River not being migrated to new node on service restart (ES 0.15.0)


(charles@dyfis.net) #1

Howdy! I created an AMQP river to feed in log events. It successfully
establishes a connection, and all works well... until I restart my
node.

When that happens, the river stays attached to the old node name,
rather than being started up anew. Thus, I end in a situation like the
following:

$ curl http://127.0.0.1:9200/_river/logstash_events/_status?pretty=true
{
"_index" : "_river",
"_type" : "logstash_events",
"_id" : "_status",
"_version" : 5, "_source" : {"ok":true,"node":
{"id":"mN0roKFeTOWNUVpq4mQZqg","name":"Captain
Fate","transport_address":"inet[/10.0.2.15:9300]"}}
}
$ curl http://127.0.0.1:9200/_cluster/state?pretty=true
...
"nodes" : {
"tklLqDDSRseHvn9Eq2V3Zw" : {
"name" : "Potts, Virginia "Pepper"",
"transport_address" : "inet[/10.0.2.15:9300]",
"attributes" : {
}
}
...

...notably, the river is still associated with Captain Fate, despite
Captain Fate having passed away in favor of Virginia "Pepper" Pots.

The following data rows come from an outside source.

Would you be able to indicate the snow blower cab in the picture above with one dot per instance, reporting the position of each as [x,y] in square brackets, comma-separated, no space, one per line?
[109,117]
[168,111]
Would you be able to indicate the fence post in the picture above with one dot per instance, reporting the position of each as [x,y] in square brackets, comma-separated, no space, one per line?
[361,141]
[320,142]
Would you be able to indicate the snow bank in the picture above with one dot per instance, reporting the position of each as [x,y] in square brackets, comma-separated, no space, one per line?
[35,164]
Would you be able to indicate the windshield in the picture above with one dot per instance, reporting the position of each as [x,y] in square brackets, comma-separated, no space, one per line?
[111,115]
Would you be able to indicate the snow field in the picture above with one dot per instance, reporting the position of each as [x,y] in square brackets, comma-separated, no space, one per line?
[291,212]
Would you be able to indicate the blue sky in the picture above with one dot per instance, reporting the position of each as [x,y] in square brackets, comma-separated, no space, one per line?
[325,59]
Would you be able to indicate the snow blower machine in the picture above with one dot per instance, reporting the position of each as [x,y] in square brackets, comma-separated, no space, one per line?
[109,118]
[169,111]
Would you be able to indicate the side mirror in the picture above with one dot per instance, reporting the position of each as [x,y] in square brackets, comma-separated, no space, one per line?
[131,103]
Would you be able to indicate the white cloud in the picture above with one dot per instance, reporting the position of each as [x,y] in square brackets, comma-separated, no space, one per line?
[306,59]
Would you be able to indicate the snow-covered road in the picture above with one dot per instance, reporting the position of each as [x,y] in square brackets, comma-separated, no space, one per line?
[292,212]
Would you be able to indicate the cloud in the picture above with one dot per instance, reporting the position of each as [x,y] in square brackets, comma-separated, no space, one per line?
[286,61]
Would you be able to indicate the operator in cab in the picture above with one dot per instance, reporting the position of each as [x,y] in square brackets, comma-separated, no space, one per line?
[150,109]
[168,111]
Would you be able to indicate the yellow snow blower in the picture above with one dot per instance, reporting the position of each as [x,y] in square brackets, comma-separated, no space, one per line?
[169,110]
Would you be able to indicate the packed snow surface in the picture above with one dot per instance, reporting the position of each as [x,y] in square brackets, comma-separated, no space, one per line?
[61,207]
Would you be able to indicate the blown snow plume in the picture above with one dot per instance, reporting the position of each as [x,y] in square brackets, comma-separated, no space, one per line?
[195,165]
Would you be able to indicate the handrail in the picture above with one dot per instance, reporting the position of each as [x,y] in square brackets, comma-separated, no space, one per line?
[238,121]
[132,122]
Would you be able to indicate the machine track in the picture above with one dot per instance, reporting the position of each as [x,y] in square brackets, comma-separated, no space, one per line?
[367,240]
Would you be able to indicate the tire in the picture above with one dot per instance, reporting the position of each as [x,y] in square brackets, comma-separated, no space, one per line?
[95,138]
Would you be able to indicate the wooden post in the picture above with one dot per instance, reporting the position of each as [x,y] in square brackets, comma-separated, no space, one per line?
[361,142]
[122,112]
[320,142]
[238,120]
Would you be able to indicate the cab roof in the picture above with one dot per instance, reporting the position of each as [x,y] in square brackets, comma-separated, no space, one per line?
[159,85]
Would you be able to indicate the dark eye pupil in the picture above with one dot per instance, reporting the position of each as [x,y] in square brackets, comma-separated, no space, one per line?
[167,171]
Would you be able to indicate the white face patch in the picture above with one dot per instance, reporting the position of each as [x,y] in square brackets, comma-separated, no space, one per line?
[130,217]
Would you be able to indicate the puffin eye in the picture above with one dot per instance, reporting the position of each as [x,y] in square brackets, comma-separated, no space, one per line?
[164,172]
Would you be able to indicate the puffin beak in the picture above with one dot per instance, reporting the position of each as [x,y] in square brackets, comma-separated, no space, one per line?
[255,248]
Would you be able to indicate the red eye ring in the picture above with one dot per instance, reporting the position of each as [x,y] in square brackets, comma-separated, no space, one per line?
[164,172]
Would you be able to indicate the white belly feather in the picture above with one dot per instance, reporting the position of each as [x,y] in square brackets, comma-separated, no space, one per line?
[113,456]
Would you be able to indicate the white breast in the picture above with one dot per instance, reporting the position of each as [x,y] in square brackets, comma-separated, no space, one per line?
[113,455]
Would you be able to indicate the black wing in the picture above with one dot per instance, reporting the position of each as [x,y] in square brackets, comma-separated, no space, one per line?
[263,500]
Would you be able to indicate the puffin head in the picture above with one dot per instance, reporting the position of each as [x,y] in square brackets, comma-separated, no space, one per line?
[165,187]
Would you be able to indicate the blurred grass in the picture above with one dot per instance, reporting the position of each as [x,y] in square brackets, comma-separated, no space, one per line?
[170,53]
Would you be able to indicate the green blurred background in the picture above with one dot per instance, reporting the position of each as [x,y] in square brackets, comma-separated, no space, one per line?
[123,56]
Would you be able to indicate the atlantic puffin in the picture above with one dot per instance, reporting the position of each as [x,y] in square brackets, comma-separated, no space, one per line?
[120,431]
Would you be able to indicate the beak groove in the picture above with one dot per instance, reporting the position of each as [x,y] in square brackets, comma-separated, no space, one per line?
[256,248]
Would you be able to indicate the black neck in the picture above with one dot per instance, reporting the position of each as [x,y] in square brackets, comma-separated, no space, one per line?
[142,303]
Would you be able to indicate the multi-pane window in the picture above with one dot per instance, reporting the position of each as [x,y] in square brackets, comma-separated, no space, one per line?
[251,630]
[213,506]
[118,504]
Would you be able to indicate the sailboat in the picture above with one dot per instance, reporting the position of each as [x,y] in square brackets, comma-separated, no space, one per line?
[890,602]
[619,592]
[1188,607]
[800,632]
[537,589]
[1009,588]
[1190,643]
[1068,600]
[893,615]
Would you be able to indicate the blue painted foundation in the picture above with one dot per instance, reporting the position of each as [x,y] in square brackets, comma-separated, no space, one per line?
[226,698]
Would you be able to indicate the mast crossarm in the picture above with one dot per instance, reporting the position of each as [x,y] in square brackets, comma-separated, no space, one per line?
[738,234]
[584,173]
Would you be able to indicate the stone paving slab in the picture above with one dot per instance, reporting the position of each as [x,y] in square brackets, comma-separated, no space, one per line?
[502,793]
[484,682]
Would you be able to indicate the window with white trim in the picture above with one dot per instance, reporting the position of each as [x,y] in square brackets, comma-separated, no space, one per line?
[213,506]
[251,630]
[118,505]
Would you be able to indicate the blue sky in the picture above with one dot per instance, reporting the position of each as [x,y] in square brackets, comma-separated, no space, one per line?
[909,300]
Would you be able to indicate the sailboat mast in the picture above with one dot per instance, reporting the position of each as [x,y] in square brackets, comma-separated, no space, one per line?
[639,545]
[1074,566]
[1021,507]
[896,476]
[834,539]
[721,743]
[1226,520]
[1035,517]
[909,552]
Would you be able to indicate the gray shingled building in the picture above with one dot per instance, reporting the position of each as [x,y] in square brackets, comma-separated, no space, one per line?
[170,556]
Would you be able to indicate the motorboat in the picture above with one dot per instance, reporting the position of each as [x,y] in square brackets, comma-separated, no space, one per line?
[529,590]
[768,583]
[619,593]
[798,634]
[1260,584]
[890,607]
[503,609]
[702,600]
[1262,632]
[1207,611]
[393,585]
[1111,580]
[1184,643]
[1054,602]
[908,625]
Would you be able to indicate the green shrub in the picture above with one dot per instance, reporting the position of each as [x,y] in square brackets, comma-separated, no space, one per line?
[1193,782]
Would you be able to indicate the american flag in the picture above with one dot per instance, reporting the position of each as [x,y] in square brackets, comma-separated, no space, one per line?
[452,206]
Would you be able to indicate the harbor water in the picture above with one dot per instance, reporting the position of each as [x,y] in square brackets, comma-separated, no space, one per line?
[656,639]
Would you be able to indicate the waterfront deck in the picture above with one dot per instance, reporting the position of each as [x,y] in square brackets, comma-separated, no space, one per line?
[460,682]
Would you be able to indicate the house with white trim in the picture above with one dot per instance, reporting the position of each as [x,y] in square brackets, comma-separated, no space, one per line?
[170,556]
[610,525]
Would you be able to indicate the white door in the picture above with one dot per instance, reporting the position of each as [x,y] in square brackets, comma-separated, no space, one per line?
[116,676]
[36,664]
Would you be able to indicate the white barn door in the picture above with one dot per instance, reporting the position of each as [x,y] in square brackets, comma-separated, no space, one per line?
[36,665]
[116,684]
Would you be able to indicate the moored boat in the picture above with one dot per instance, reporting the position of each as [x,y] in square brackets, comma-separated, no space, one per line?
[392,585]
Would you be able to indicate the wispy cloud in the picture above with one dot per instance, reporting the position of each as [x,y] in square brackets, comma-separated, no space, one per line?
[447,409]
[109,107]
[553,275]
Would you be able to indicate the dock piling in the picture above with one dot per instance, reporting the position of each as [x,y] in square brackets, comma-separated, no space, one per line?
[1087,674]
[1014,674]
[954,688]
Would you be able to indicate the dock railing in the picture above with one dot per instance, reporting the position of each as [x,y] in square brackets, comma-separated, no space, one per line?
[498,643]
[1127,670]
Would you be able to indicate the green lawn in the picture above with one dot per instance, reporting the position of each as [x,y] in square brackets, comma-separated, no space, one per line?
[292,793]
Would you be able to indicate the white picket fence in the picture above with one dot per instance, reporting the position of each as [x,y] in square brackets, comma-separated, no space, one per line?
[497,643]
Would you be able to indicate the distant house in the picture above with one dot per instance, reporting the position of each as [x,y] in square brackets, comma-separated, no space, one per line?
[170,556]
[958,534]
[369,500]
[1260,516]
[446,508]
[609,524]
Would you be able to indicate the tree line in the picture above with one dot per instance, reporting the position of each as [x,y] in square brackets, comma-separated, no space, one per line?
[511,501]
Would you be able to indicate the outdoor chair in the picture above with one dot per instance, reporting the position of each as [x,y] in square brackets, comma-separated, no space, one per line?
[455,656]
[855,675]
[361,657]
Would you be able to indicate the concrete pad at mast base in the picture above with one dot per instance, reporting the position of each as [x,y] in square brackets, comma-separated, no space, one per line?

I can get things unstuck by deleting and recreating the river whenever
the condition occurs, but that's a fair sight less than graceful. Is
there a better approach?

Thanks!


(charles@dyfis.net) #2

Actually -- this looks to be trickier than I previously expected:
DELETE'ing a river (even restarting after doing so) is not always
sufficient to make it re-add'able under the same name, though shifting
to a different name works.

netstat --tcp -ep | grep java | grep amqp

tcp 0 0 logs.vguest:41506
mon1.vguest:amqp ESTABLISHED elasticsearch 146425 20600/
java
$ curl -XDELETE 'localhost:9200/_river/logstash_events_201102220651/
_meta'
{"ok":true,"found":true,"_index":"_river","_type":"logstash_events_201102220651","_id":"_meta","_version":
2}

netstat --tcp -ep | grep java | grep amqp

tcp 0 0 logs.vguest:41506
mon1.vguest:amqp ESTABLISHED elasticsearch 146425 20600/
java

sv t /service/elasticsearch ## restart the service

netstat --tcp -ep | grep java | grep amqp ## the amqp connection is

gone now
$ curl -v -XPUT 'localhost:9200/_river/logstash_events_201102220700/
_meta' -d '
{
"type" : "rabbitmq",
"rabbitmq" : {
"host" : "192.168.123.8",
"port" : 5672,
"user" : "logstash",
"pass" : "logstash",
"vhost" : "logstash",
"exchange" : "parsed_logs",
"exchange_type" : "fanout",
"exchange_durable": "true",
"queue" : "elasticsearch",
"queue_durable": "true",
"routing_key" : "elasticsearch"
},
"index" : {
"bulk_size" : 100,
"bulk_timeout" : "10ms"
}
}'

netstat --tcp -ep | grep java | grep amqp ## ...but hey, it's still

gone...
$ curl -v -XPUT 'localhost:9200/_river/logstash_events_201102220702/
_meta' -d '
{
"type" : "rabbitmq",
"rabbitmq" : {
"host" : "192.168.123.8",
"port" : 5672,
"user" : "logstash",
"pass" : "logstash",
"vhost" : "logstash",
"exchange" : "parsed_logs",
"exchange_type" : "fanout",
"exchange_durable": "true",
"queue" : "elasticsearch",
"queue_durable": "true",
"routing_key" : "elasticsearch"
},
"index" : {
"bulk_size" : 100,
"bulk_timeout" : "10ms"
}
}'

netstat --tcp -ep | grep java | grep amqp

tcp 0 0 logs.vguest:56203
mon1.vguest:amqp ESTABLISHED elasticsearch 148361 21250/
java

...until we created it under a new name, at which time it works fine.


(charles@dyfis.net) #3

Downgrading to 0.14.x, behavior is unchanged -- with the exception
that I get an error message during startup which at least provides an
appearance of making some sense of the situation:

2011-02-22_13:59:49.62013 [13:59:49,619][WARN ]
[river.routing ] [Ultra-Marine] failed to get/parse _meta
for [logstash_events_201102220700]
org.elasticsearch.action.NoShardAvailableActionException: [_river]3]
No shard available for [logstash_events_201102220700#_meta]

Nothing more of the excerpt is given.